Midieval Day - Guinevere
I am Guinevere McDougal. I’m fifteen. In case you can’t guess, my mother is a) british and b) a scholar of Arthurian Legends. Yes, that’s an actual profession. For those who have never heard of Camelot, Guinevere was the Queen, married to King Arthur. She cheated on him with Sir Lancelot, almost got burned at the stake, and was rescued by Lancelot. Not exactly a good role model. Better than Boadicea, at least.
Well, Alexandria told me that I should put a crazy story in here, and I’ve got a doozy. After all, it’s not every day that your school reverts to pre-Renaissance society.
It was last spring when Geography became an impromptu Medieval festival. There was a flash of purple light.

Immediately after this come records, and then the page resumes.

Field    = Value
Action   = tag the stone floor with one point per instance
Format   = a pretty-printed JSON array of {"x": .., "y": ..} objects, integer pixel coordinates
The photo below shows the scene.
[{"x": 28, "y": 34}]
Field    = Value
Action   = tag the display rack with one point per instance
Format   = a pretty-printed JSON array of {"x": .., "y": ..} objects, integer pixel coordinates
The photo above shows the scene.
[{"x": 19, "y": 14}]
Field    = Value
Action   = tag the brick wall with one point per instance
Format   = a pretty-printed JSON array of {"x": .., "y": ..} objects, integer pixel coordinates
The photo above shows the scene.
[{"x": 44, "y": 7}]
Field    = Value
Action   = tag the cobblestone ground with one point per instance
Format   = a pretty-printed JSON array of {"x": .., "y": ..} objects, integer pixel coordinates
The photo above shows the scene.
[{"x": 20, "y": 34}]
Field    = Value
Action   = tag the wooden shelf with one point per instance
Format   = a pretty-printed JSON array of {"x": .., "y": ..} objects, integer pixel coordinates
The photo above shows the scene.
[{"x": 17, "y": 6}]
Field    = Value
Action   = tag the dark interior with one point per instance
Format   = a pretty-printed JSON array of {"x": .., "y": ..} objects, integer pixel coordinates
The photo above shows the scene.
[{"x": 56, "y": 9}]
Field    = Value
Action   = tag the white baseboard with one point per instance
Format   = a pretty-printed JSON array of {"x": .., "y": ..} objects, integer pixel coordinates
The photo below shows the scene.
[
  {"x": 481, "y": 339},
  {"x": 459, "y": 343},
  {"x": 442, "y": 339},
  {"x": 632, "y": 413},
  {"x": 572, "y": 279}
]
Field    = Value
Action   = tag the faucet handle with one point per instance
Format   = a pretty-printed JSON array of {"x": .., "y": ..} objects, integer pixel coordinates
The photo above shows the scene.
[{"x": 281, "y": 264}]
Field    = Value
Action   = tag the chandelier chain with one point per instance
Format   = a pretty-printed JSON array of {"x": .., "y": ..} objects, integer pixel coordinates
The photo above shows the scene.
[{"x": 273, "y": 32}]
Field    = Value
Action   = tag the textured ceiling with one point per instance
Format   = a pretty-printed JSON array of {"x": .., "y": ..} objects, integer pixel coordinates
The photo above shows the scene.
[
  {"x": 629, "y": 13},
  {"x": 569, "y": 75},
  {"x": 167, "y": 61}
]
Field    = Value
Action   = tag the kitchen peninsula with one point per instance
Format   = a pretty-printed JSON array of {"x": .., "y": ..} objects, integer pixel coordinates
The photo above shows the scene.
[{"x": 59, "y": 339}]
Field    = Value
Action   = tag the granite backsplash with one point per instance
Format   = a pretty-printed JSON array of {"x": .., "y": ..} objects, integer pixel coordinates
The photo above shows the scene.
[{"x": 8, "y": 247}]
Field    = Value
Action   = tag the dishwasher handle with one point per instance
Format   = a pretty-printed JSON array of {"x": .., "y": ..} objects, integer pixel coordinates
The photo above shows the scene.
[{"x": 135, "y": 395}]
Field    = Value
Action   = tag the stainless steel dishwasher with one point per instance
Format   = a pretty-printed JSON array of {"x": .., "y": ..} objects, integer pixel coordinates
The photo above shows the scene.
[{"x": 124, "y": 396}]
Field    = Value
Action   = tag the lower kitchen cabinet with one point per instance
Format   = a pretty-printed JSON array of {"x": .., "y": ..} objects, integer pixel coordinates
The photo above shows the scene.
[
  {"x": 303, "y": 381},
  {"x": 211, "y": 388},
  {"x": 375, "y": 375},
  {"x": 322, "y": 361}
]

Once we were no longer blind, everyone was dressed in Medieval outfits from a variety of places and time periods. Of course, the Rift having a sense of humor, I was dressed like a stereotypical Queen Guinevere, complete with crown. I gritted my teeth. At least I wasn’t a knight who had his helmet on backwards, like Mike. The rift got that one right, at least.
After a moment, an announcement came onto the speaker system. “Everyone, please report to the auditorium. It seems we have a situation.” Yeah, no shit. It took a full half hour for everyone to get into the auditorium because most of the girls didn’t know how to walk in skirts that long and full. Of course, not all the girls had skirts.
Again, the rift had perfect metaphorical pitch. Alexandria was dressed like a knight, Boadicea was dressed as a Scottish lady (complete with McDougal tartan), Susie had somehow gotten a pastel dress that I am pretty sure was Victorian, Angel’s dress was pure white, and Aslan was definitely wearing a dress. Indi’s garb was East Asian and Ray’s was Native American, despite him being only like one-sixty-fourth Cherokee. Of course, as soon as Mark and Nick saw me, they started making King Arthur jokes.
“My fair and promiscuous Lady Guinevere!” Nick shouted.
“Will thou be mineth?” Mark yelled. I groaned.“First, Arthurian Legends are probably derived from the Celtic bear god Artos, and the first accounts of Arthur was in 830 AD, way before the Middle Ages. The first account containing Guinevere was published in the eleventh century AD, still too early. Second, it would be ‘willst’, not will. English is Germanic. Third, FUCK OFF!” With a loud snap, all of our outfits turned back to normal. That was an interesting day.